After doing some research on here about developing a pellicle, I'm still a little confused and have a couple questions regarding it:

Is a pellicle required for all meat types or just fish and bacon? Is it needed for hot smoking, cold smoking or both? If one is smoking a whole chicken, or say some ribs, or even a brisket, is it necessary to create this pellicle before smoking the meat or does it naturally occur during the smoking process!?
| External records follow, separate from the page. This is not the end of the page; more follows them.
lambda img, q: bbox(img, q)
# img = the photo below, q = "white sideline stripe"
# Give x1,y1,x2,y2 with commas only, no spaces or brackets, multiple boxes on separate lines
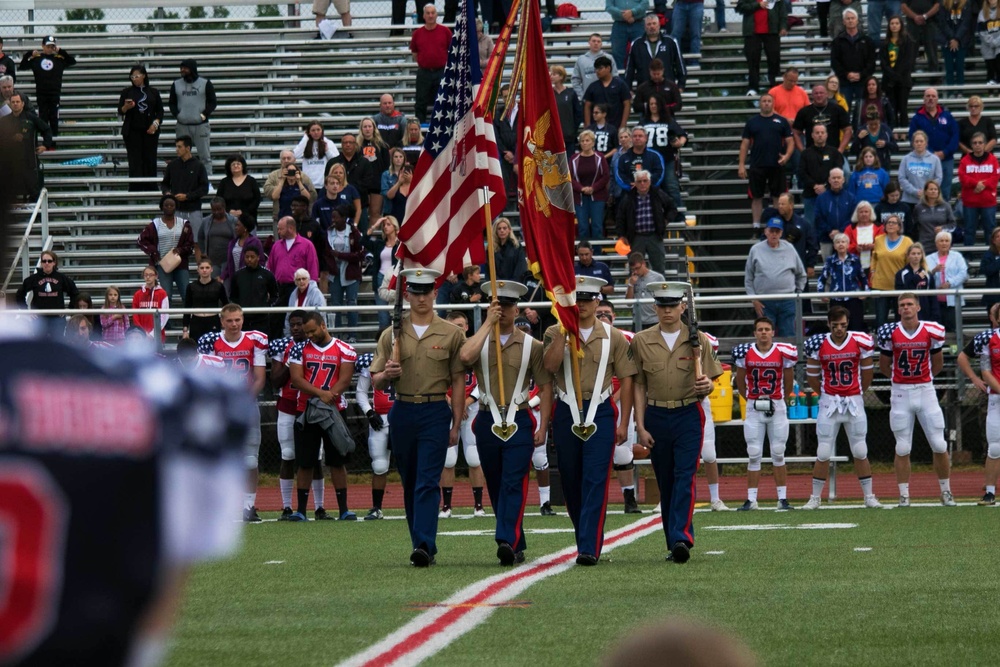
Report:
704,523,858,531
854,547,873,552
335,515,664,667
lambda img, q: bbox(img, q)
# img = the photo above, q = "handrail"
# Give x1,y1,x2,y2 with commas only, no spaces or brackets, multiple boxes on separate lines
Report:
2,189,49,294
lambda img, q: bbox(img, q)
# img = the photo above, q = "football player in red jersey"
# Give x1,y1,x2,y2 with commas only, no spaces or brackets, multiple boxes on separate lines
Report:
733,316,797,510
197,303,268,521
960,302,1000,506
288,311,357,521
802,307,883,509
876,292,955,507
269,310,331,519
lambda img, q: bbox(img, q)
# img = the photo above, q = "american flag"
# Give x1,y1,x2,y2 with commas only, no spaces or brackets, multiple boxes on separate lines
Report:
396,0,506,279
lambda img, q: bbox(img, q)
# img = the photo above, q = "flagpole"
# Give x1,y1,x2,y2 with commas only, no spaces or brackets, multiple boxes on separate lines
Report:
482,188,508,424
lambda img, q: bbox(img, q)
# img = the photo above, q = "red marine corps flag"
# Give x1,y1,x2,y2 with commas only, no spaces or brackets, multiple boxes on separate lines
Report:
513,0,581,350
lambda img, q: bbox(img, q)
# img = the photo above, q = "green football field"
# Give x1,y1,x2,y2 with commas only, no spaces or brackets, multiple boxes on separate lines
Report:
166,503,999,667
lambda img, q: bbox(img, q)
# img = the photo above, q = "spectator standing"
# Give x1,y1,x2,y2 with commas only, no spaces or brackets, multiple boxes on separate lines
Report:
410,5,452,124
269,216,320,313
313,0,353,37
902,0,941,71
876,179,913,229
616,169,677,275
99,285,129,344
979,0,1000,84
817,232,869,330
293,121,340,190
626,14,687,89
162,136,209,241
476,19,493,70
285,268,326,335
373,93,407,148
616,126,666,192
761,192,819,276
487,217,529,282
216,154,261,223
850,106,899,169
117,65,163,192
183,258,228,342
606,0,647,79
0,92,52,202
15,250,79,335
980,227,1000,314
196,197,238,278
829,0,865,39
937,0,976,86
131,266,169,342
608,127,632,217
137,194,195,304
18,35,74,137
325,205,364,341
799,124,846,224
848,146,890,204
571,130,612,240
792,85,853,154
641,92,687,217
880,16,917,127
264,152,316,222
624,251,665,330
0,36,15,83
736,0,787,98
168,59,216,178
634,59,684,119
572,33,619,99
768,68,810,123
494,88,518,205
574,240,616,293
869,0,901,47
401,118,424,166
269,160,313,222
221,215,265,288
229,246,279,335
369,215,400,331
894,244,940,319
869,214,912,327
381,147,410,218
826,75,850,114
359,118,391,217
325,133,378,232
738,93,794,231
745,218,808,336
958,132,999,245
584,56,632,130
850,77,896,130
0,75,29,114
913,180,957,252
586,104,620,158
321,162,362,226
831,10,876,110
958,96,997,155
926,231,967,331
897,130,942,205
844,200,884,274
551,65,582,152
813,167,855,256
673,0,706,66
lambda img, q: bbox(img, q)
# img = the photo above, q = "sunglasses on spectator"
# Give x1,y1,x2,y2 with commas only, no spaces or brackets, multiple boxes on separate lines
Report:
40,259,54,263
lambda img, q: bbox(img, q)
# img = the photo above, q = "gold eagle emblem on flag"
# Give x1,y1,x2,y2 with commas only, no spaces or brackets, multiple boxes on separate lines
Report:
521,110,574,217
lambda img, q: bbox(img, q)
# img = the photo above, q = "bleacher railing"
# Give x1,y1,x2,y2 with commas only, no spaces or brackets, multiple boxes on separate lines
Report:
2,189,50,295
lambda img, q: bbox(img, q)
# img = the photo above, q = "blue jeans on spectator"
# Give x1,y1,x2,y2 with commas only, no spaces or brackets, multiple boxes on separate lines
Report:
867,0,900,49
156,265,189,304
330,275,359,332
963,205,996,246
943,46,967,86
575,196,606,240
611,21,644,81
714,0,726,29
663,159,683,217
374,270,390,330
940,156,954,202
671,2,705,63
841,81,862,113
763,298,797,338
803,197,817,225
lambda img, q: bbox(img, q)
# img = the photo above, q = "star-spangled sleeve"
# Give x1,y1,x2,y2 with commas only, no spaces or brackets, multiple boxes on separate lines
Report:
288,341,307,366
876,323,895,352
803,334,825,361
197,332,219,356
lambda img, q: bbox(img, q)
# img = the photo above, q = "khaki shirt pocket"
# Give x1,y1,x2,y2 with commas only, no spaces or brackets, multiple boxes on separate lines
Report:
426,347,451,362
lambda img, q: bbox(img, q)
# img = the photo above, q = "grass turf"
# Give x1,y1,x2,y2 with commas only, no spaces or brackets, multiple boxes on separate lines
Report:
167,505,999,666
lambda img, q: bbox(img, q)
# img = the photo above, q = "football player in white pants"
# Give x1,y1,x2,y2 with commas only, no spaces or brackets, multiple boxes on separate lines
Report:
876,292,955,507
801,306,883,509
700,331,730,511
598,300,641,513
733,316,797,510
355,353,393,519
517,317,556,515
960,301,1000,506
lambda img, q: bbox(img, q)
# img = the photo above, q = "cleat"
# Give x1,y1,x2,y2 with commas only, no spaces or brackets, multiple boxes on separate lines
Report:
438,506,452,519
940,490,957,507
898,495,910,507
540,501,556,516
623,496,641,514
364,507,384,520
314,507,335,520
243,506,262,523
736,500,758,511
474,505,487,517
410,548,434,567
278,507,294,521
776,499,794,510
653,502,662,513
978,492,996,506
576,553,598,566
497,542,516,566
339,510,358,521
864,495,884,509
710,499,732,511
288,511,307,522
801,496,822,510
670,542,690,564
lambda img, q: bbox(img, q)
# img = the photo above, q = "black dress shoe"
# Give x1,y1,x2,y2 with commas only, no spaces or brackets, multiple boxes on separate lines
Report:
497,542,516,566
410,548,434,567
576,553,598,566
670,542,691,564
514,550,525,564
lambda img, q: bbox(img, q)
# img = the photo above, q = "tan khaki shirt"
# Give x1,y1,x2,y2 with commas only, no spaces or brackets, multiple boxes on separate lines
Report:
471,330,552,406
371,315,465,395
543,322,637,397
631,324,723,401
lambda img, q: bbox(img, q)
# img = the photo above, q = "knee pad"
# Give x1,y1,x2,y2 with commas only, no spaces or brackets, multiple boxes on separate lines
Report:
845,417,869,460
371,455,390,476
277,413,296,460
746,442,763,472
848,439,869,461
464,443,481,468
989,441,1000,460
444,445,458,469
919,404,948,454
613,442,634,467
815,420,837,462
369,429,390,475
770,444,786,467
701,417,717,463
245,453,258,469
927,433,948,454
532,445,549,471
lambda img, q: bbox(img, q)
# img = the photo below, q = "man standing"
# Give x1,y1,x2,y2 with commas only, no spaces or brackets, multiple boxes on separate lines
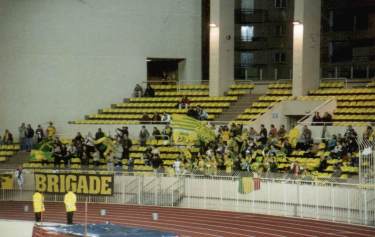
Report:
15,166,24,190
25,124,34,152
33,191,45,223
18,123,26,151
46,122,56,139
64,189,77,225
139,126,150,147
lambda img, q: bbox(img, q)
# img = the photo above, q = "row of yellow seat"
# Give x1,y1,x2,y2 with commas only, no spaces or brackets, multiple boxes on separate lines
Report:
308,95,375,101
258,96,292,102
243,108,269,114
310,88,375,95
337,101,375,107
335,108,375,114
319,82,345,88
0,151,16,156
267,90,292,95
101,108,223,114
333,115,375,121
226,90,248,96
155,91,209,97
0,144,20,150
129,96,238,102
87,114,216,120
268,83,292,89
230,84,255,89
151,84,208,90
116,102,231,108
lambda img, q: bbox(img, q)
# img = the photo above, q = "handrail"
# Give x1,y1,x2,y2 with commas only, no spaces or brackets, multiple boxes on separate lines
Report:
297,98,336,125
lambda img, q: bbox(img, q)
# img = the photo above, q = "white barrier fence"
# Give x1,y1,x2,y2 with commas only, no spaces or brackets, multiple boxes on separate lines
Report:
1,170,374,226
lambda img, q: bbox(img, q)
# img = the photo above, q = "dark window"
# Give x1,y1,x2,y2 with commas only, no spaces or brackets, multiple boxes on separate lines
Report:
274,0,287,8
274,52,286,63
275,25,286,36
331,41,352,62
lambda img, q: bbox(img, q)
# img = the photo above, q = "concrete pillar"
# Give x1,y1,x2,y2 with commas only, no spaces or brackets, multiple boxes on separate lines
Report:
292,0,321,96
209,0,235,96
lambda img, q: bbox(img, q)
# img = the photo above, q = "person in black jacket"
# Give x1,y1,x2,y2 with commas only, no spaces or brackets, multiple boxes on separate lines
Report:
25,124,34,152
121,135,133,160
144,84,155,97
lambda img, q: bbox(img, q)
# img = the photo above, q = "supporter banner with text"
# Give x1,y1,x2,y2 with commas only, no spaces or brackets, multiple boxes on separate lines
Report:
34,173,114,196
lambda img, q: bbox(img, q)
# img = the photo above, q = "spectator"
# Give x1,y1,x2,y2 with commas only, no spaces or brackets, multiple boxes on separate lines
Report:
52,138,64,169
322,112,333,126
141,113,151,124
84,132,95,160
277,125,287,138
2,129,13,145
133,84,143,98
269,124,277,138
290,161,300,177
139,126,150,146
162,124,173,140
35,125,45,143
47,122,56,139
318,156,328,172
179,96,190,109
19,123,26,151
161,112,171,123
363,126,374,141
95,128,105,140
151,153,163,173
197,106,208,120
25,124,34,152
144,83,155,97
312,112,322,126
258,124,267,145
128,156,135,173
187,107,199,119
151,112,161,123
14,166,24,190
152,127,162,140
121,134,132,160
297,125,313,150
117,126,129,138
173,158,181,175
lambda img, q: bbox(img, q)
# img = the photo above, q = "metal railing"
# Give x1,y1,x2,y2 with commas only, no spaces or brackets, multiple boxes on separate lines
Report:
1,169,374,226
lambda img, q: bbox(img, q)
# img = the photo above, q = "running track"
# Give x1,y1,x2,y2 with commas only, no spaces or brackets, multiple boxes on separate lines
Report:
0,201,374,237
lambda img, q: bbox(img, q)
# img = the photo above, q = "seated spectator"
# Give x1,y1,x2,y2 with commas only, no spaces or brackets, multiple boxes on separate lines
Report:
318,156,328,172
281,139,292,155
152,127,162,140
2,129,13,145
161,112,171,123
327,135,337,151
133,84,143,97
151,112,161,123
197,106,208,120
187,107,199,120
297,125,313,150
290,161,300,177
179,96,190,109
322,112,333,126
312,112,322,126
141,113,151,123
249,127,258,140
144,83,155,97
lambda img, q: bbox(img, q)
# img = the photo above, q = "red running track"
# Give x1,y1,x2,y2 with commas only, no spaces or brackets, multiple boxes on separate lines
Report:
0,201,374,237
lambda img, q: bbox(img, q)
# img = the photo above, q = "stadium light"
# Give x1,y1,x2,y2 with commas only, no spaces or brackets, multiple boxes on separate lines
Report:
100,209,107,216
293,20,302,25
209,23,217,28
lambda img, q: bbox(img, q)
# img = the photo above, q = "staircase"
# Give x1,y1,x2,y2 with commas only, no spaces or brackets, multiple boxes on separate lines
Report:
0,152,29,169
214,94,262,125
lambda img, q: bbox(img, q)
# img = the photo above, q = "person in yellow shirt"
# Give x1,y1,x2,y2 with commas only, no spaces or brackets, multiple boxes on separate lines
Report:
46,122,56,139
64,190,77,224
32,191,45,222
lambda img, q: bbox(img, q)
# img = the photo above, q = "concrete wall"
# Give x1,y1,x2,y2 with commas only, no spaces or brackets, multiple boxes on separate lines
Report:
0,0,201,136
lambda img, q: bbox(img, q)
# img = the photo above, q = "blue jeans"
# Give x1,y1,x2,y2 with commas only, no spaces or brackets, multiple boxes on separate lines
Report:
25,138,33,151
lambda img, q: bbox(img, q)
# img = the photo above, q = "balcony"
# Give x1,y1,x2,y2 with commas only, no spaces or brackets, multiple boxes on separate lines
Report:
235,9,268,23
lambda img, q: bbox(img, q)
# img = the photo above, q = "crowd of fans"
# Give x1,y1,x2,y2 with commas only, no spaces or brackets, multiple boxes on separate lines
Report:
0,122,56,152
1,118,370,178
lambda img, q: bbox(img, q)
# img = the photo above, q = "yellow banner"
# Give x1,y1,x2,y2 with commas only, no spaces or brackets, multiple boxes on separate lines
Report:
0,174,13,190
34,173,114,196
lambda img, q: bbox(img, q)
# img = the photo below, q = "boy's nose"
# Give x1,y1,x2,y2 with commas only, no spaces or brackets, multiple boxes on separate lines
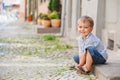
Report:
81,28,85,31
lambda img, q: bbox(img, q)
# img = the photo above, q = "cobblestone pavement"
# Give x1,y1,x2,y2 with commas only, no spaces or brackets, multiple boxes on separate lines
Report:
0,21,96,80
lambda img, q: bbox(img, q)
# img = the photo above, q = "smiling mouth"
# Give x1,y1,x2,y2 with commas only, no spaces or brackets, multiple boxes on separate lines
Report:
81,32,85,34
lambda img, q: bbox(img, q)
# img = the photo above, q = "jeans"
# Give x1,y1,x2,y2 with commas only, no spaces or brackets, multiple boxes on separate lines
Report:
73,46,106,64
Please forgive me if this should be common knowledge as I am a beginner in every sense of the word.

Thanks in advance.


----------



## woodcutter (May 14, 2013)

The pellicle is formed when the outer layer of meat dries. It will form in the smoker when hot smoking but smoke will not stick to wet meat. If you form it in the smoker you may get streaking from smoke trying to stick the meat. Some people warm up the smoker without adding smoke at first to avoid streaking. When cold smoking the pellicle needs to be formed before putting in the smoker. It will form in the refrigerator but takes time. It is my opinion that the fastest way to form a good pellicle is to dab the meat with a paper towel and put it in front of a fan. When using a rub the pellicle is not needed because the smoke will stick to the rub.

Hope this helps a little. I haven't had enough sleep so hopefully it makes sense.


----------



## fpnmf (May 14, 2013)

http://www.smokingmeatforums.com/newsearch?search=pellicle


----------



## sqwib (May 14, 2013)

I only worry about forming the pellicle on Fish and Buck Board Bacon


----------



## pigsmoke (May 14, 2013)

Woodcutter said:


> The pellicle is formed when the outer layer of meat dries. It will form in the smoker when hot smoking but smoke will not stick to wet meat. If you form it in the smoker you may get streaking from smoke trying to stick the meat. Some people warm up the smoker without adding smoke at first to avoid streaking. When cold smoking the pellicle needs to be formed before putting in the smoker. It will form in the refrigerator but takes time. It is my opinion that the fastest way to form a good pellicle is to dab the meat with a paper towel and put it in front of a fan. When using a rub the pellicle is not needed because the smoke will stick to the rub.
> 
> Hope this helps a little. I haven't had enough sleep so hopefully it makes sense.


Woodcutter, 

Your post made sense and was very informative for me, thank you.


----------



## pigsmoke (May 14, 2013)

SQWIB said:


> I only worry about forming the pellicle on Fish and Buck Board Bacon


Thank you for the reply, I will consider this when I smoke some salmon or bacon!


----------